I have now built five TimescaleDB nodes according to the official steps. Node1 is the access node, and Node2 and Node3 are two data nodes. Node4 and Node5 are the standby nodes of Node2 and Node3 respectively, and they use asynchronous streaming replication for backup.
I tried to stop the service on Node2 and then use pg_promote on Node4, but it didn’t work. I still can’t select or insert data through Node1.
One possible solution I saw on the official website is Patroni. It may be able to failover automatically. When Node2 is down, use Node4 instead of Node2, but I am not sure whether the access node (Node1) can write data to Node4 at this time, and whether it can meet my needs. Is there any better high availability solution?

Also, I’m expecting a scenario similar to the one mentioned in this blog.
High Availability for Your Production Environments: Introducing Database Replication in Timescale

troy · July 14, 2023, 3:27pm

I haven’t used Patroni for HA on the data nodes, I’ve been using the native replication (which has its own set of limitations), but I have used it for HA for the access node.

If you simply use Postgres streaming replication as you noted you have to manually go in and us pg_promote to make the other node the primary. This is the problem Patroni solves. It will manage the replication and promotion for you. The problem with Patroni is that this is all it does, it is not an a gateway/load balancer. This means that in the event of a fail over Patroni will properly perform the pg_promote for you but your clients will have no idea this happened and remain connected to the failing node.

To solve this problem you need a load balancer like HAProxy. Your clients will then connect to HAProxy which will route the connection to whichever node Patroni is stating is the master. HAProxy polls an endpoint in Patroni to determine which node is the master node. In the event of a fail over HAProxy will detect from Patroni that a new node is master and reroute the connections there. Finally, for clients this rerouting can still cause some connection issues so clients should be written to automatically retry the connection in the event of a disconnect.

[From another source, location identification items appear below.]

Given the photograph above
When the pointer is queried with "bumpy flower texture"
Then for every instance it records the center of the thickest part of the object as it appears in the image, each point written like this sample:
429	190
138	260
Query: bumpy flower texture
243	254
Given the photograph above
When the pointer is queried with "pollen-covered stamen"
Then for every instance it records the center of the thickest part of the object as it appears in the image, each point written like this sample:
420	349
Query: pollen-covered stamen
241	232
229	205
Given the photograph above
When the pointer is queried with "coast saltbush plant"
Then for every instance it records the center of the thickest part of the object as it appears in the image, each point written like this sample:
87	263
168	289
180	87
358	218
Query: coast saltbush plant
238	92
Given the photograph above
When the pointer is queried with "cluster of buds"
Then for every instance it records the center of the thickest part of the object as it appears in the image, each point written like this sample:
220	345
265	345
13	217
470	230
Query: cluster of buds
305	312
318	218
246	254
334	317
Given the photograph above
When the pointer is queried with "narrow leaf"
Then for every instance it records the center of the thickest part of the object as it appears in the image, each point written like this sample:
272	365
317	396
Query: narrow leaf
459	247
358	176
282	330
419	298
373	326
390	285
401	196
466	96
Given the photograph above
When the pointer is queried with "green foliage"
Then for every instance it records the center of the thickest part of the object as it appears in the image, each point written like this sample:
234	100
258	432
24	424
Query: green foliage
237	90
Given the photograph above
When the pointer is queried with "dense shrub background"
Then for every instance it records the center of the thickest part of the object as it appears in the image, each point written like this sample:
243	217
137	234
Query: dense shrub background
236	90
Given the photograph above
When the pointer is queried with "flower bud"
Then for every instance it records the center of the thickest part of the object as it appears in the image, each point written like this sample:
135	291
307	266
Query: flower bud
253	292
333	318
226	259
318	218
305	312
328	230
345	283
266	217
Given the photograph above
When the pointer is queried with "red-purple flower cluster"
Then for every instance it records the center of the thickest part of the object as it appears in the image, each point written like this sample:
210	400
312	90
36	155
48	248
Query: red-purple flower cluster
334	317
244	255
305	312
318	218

In regards to how this would work for data nodes:

You would setup Patroni to manage your replication for the data nodes and their standbys
You would setup an HAProxy instance and configure it to route traffic based on information from Patroni (you can use the /master endpoint). Since you are routing connections to multiple different nodes through the same host you will need to assign different ports to each data node.
When you add your data nodes in Timescale you will use the IP/Hostname of the HAProxy server and the port for the specific data node you are adding.

The Timescale access node will retry connections to data nodes so if there is a glitch during fail over it should automatically resolve.

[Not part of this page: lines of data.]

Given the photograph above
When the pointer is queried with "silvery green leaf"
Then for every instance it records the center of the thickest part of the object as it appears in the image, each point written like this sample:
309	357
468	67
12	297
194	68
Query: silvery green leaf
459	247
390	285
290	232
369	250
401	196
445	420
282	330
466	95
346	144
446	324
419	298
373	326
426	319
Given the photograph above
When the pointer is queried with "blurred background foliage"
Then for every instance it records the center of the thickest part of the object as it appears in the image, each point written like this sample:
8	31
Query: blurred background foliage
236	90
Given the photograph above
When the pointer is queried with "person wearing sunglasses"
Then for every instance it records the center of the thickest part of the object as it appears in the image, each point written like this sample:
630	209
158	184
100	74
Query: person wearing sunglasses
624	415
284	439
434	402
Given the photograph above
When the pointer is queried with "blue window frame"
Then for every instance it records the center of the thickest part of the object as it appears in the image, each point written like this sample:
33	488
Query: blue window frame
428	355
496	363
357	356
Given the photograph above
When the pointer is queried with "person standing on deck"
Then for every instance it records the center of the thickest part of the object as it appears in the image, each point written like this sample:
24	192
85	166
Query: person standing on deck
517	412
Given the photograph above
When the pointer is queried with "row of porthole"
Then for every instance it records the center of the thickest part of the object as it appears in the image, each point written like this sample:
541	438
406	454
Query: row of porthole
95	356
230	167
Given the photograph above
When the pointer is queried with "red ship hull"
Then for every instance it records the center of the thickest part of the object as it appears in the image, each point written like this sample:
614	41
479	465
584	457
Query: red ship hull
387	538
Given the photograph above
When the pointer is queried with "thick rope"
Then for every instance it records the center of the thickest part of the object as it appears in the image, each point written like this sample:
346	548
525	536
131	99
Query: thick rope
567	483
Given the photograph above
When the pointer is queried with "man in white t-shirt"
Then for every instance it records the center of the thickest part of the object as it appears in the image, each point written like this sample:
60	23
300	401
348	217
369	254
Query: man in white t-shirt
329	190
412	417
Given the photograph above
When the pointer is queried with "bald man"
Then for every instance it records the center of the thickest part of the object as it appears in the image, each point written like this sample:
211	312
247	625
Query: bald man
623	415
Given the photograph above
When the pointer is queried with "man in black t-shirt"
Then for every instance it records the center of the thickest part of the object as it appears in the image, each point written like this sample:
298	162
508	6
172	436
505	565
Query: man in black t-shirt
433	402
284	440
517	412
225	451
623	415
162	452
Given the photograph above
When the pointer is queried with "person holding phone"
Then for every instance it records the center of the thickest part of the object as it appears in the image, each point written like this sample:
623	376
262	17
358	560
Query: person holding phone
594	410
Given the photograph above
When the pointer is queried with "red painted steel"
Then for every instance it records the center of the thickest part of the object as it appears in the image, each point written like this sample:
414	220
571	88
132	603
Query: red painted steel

Note that for Patroni you will also need to deploy a Distributed Configuration Store like Zookeeper or etcd.

whilepy · July 15, 2023, 2:37am

Hi troy
First of all, thank you very much for your reply, which effectively answered my question.
I have not tried the native replication scheme, and I would like to know what limitations exist in this scheme.
Because in my scenario, data will be continuously written to the database in a time period, and I hope that the data will be lost as little as possible. If native replication is used, when a data node goes down, can the data continue to be written to another data node, or do you need to manually delete the failed data node to ensure that the process continues normally?

troy · July 17, 2023, 2:34pm

There are some limitations with the native replication. Mainly that if a data node goes down the system becomes unusable; it will stop accepting reads and writes. Technically there are scenarios where reads can still happen I believe if the ‘lead’ chunk is not on the failed data node where ‘lead’ chunk is an internal notion of which chunk accepts the write vs. which ones are replicas. It doesn’t have the capability as of yet to fallback to the replica chunks for reads.

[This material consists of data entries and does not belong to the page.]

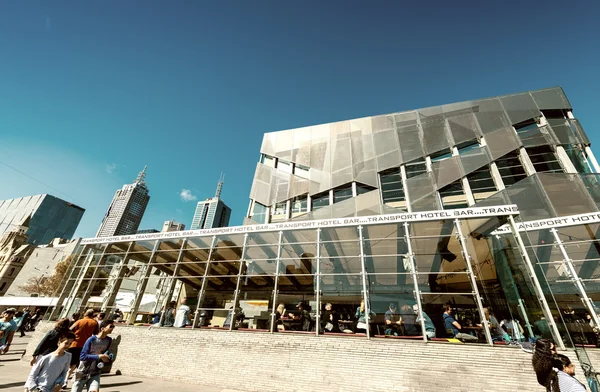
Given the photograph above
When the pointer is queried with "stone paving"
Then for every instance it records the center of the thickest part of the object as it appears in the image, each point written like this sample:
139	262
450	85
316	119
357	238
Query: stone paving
14	371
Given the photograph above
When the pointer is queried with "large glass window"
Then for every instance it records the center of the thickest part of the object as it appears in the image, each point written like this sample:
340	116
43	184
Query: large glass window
320	201
481	183
510	168
342	193
453	196
392	189
544	159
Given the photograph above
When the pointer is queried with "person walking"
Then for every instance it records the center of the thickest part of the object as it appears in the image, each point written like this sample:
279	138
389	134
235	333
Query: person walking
7	329
182	318
83	329
50	372
94	352
49	342
24	321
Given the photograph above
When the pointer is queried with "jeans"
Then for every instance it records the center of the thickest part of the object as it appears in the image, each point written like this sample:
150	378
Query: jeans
92	383
466	337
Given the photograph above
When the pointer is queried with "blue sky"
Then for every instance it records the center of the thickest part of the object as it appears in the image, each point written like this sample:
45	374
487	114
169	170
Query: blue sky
91	92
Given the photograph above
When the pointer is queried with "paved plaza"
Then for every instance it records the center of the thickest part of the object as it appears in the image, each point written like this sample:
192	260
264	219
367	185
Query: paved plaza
13	373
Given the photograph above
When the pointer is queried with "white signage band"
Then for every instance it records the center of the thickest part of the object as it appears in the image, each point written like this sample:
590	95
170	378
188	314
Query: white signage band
462	213
571	220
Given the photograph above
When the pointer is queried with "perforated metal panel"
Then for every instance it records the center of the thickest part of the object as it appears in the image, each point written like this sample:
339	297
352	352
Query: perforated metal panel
435	137
520	107
446	171
552	98
501	142
475	159
410	143
463	128
491	116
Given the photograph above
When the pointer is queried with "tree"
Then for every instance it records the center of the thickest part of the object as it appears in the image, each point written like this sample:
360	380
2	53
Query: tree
47	286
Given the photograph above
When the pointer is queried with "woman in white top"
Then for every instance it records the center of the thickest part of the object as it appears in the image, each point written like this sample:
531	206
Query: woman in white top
565	371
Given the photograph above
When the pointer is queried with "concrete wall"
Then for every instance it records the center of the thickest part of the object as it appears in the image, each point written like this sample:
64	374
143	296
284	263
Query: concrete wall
252	361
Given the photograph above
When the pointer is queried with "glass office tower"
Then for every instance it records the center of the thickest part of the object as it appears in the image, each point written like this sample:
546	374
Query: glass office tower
51	217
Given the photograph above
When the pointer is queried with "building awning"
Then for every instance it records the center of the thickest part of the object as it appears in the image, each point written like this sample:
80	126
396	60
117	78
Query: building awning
28	301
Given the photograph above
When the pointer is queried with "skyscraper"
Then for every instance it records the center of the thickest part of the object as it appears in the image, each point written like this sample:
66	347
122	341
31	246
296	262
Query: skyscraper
211	212
51	217
126	209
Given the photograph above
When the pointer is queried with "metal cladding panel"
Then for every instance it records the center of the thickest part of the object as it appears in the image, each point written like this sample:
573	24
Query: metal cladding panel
381	123
463	128
386	149
434	135
475	159
528	195
538	137
319	181
520	107
367	174
567	193
427	203
319	154
577	128
298	186
268	145
410	143
260	192
279	187
420	186
302	143
501	142
552	98
491	116
446	171
561	129
284	144
341	177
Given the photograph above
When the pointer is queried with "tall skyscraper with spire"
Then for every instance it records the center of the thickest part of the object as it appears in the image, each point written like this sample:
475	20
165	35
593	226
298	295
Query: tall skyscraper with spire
126	209
212	212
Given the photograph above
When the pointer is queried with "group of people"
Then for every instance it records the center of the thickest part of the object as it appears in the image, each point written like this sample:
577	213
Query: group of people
554	371
76	347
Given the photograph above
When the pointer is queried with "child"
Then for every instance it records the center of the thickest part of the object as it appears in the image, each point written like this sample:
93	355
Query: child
93	352
50	372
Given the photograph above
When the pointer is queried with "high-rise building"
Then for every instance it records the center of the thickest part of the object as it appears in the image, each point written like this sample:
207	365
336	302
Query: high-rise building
51	217
172	226
126	209
211	212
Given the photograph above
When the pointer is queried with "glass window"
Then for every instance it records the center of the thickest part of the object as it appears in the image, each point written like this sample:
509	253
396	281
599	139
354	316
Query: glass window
320	201
342	194
259	213
284	166
392	189
415	168
510	168
440	156
544	160
453	196
267	160
299	205
481	183
301	171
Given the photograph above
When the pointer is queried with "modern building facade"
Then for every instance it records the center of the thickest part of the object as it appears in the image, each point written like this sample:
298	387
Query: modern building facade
51	217
127	208
172	226
211	212
490	203
14	251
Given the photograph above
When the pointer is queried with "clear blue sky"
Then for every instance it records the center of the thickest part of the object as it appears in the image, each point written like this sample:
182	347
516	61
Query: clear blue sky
91	91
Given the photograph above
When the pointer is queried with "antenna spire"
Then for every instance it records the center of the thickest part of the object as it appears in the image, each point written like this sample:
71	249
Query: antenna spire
141	179
220	185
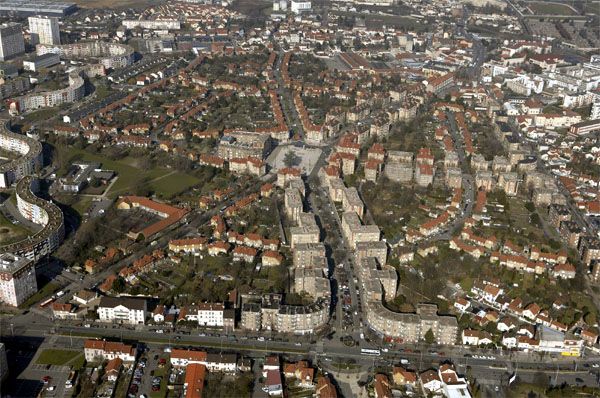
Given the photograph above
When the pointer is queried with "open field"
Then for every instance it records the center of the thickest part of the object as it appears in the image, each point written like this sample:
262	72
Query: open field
162	181
47	290
9	232
547	8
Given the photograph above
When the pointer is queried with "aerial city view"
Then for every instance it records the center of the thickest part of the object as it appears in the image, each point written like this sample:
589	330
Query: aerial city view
299	198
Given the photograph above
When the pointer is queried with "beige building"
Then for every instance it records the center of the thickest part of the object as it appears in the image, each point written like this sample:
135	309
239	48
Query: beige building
412	328
293	204
484	180
306	255
355	232
509	182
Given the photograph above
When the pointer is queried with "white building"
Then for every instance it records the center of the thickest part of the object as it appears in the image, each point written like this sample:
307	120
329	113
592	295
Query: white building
298	7
11	40
44	30
43	61
122	310
107	350
210	314
17	279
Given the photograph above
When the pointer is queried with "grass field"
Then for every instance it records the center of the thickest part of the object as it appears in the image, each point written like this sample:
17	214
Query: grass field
53	356
162	181
10	233
546	8
44	292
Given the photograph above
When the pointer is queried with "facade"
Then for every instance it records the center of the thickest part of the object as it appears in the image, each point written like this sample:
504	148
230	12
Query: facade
40	212
36	7
29	160
47	99
412	328
17	279
42	61
44	30
107	350
11	41
111	55
3	363
124	310
210	314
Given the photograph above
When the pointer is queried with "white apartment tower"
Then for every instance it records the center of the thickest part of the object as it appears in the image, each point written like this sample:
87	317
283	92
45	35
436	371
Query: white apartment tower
11	40
17	279
44	30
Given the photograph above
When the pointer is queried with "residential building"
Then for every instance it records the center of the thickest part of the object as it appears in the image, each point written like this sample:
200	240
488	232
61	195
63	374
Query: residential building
11	40
17	279
44	30
125	310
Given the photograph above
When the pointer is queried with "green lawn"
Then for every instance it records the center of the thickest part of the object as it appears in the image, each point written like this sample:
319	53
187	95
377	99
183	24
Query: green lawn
547	8
9	232
44	292
130	176
173	184
164	373
53	356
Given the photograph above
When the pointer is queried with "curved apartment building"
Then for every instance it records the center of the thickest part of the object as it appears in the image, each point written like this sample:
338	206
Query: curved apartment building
47	99
41	212
111	55
30	156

If you want to return the cluster to service you need to remove the data node from the cluster. The consequence of this is that to return the data node to the cluster you must remove all the data from it first. Now I believe it is in 2.9.x they introduced the alter_data_node function which you can use to mark a data node unavailable instead of deleting it to return the cluster to service. The advantage of this is that you don’t need to completely wipe out the data on the failed data node to return it to service. The problem here is that this is still an manual operation that an admin must perform.

While I’m using native replication for my project, I wouldn’t recommend it in general unless you are willing to invest a lot of time in understanding how it works and to build the tooling to maintain it. I would even say this about multi-node in general. Postgres scales very well vertically so you may be better off using a couple larger servers with traditional streaming replication for HA.

All that said I when the multi-node does improve both read and write performance, and I’m looking forward to see more work on the feature.

whilepy · July 18, 2023, 3:33am

Thank you very much for your enthusiastic and timely response.